Charlotte is the main reason why I hesitate to give this book a higher grade though. Her sexual yearnings fuel this story at the start, but Charlotte is a schizophrenic character that seems torn between trying to be the some safe and predictable formulaic heroine or a woman that genuinely embraces her sexuality. It is as if Ms Donovan is afraid to offend readers that don’t take too easily to a heroine who is unabashedly sexual, so Charlotte often behaves hot and cold in an irritating manner. She wants sex, and sometimes she isn’t afraid to literally reach out and grab what she wants, but at many other times during the story, she behaves like a stereotypical contemporary romance who acts like popcorns on a hot stove when it comes to sex. Eek, sex! She can’t do it! Eek!

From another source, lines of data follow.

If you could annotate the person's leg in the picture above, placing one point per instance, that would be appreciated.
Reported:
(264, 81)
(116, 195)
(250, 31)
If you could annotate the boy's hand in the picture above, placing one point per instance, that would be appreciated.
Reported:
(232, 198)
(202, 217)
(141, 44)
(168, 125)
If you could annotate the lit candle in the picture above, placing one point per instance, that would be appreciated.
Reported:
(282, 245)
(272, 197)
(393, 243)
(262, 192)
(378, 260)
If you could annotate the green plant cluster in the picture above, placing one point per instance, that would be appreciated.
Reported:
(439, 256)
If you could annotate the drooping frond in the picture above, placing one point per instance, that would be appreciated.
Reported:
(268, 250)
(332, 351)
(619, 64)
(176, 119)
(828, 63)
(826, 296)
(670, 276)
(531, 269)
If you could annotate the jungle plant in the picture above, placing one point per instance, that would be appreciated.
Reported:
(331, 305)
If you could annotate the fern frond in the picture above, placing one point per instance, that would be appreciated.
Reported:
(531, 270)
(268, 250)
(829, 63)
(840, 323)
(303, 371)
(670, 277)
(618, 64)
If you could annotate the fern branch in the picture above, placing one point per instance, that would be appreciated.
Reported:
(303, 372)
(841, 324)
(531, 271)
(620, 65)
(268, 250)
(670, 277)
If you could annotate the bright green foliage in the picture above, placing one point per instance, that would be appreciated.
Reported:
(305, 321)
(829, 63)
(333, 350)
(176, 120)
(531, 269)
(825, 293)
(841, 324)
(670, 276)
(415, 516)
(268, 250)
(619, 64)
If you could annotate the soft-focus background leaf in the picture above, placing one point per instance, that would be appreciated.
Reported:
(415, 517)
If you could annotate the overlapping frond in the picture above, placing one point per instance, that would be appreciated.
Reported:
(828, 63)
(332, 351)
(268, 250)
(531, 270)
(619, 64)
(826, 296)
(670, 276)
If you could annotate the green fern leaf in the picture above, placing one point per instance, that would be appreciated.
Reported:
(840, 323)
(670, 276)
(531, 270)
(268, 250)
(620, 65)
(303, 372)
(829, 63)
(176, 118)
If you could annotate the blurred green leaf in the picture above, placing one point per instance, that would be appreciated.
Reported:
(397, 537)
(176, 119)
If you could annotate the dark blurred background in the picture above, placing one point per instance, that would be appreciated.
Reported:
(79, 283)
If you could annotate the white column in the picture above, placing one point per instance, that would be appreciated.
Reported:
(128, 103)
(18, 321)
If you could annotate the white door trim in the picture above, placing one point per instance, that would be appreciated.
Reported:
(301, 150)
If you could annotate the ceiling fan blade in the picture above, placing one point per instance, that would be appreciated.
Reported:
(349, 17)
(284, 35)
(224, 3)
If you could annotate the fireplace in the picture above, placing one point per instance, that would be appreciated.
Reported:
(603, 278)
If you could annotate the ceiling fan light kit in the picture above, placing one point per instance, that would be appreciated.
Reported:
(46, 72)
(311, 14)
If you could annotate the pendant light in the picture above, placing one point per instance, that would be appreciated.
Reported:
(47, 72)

Who is Charlotte? What is she? She gives off so many mixed signals throughout the book that I am confused. At the end of the day, it’s a pity that this book starts out with a heroine who isn’t afraid to embrace her sexual side, only to make concessions to conservative readers out there to the point that Charlotte becomes a stereotypical heroine who allows the hero to take control of her sexual wants and wishes because she’s too “good” or “nice” and suffers from whatever it is that is equivalent to Catholic guilt in romance novels to actually be a heroine with realistic sexual fantasies and wants. In short, Charlotte is in the end all talk but no action, and that ultimately disappoints me more than anything else about this book.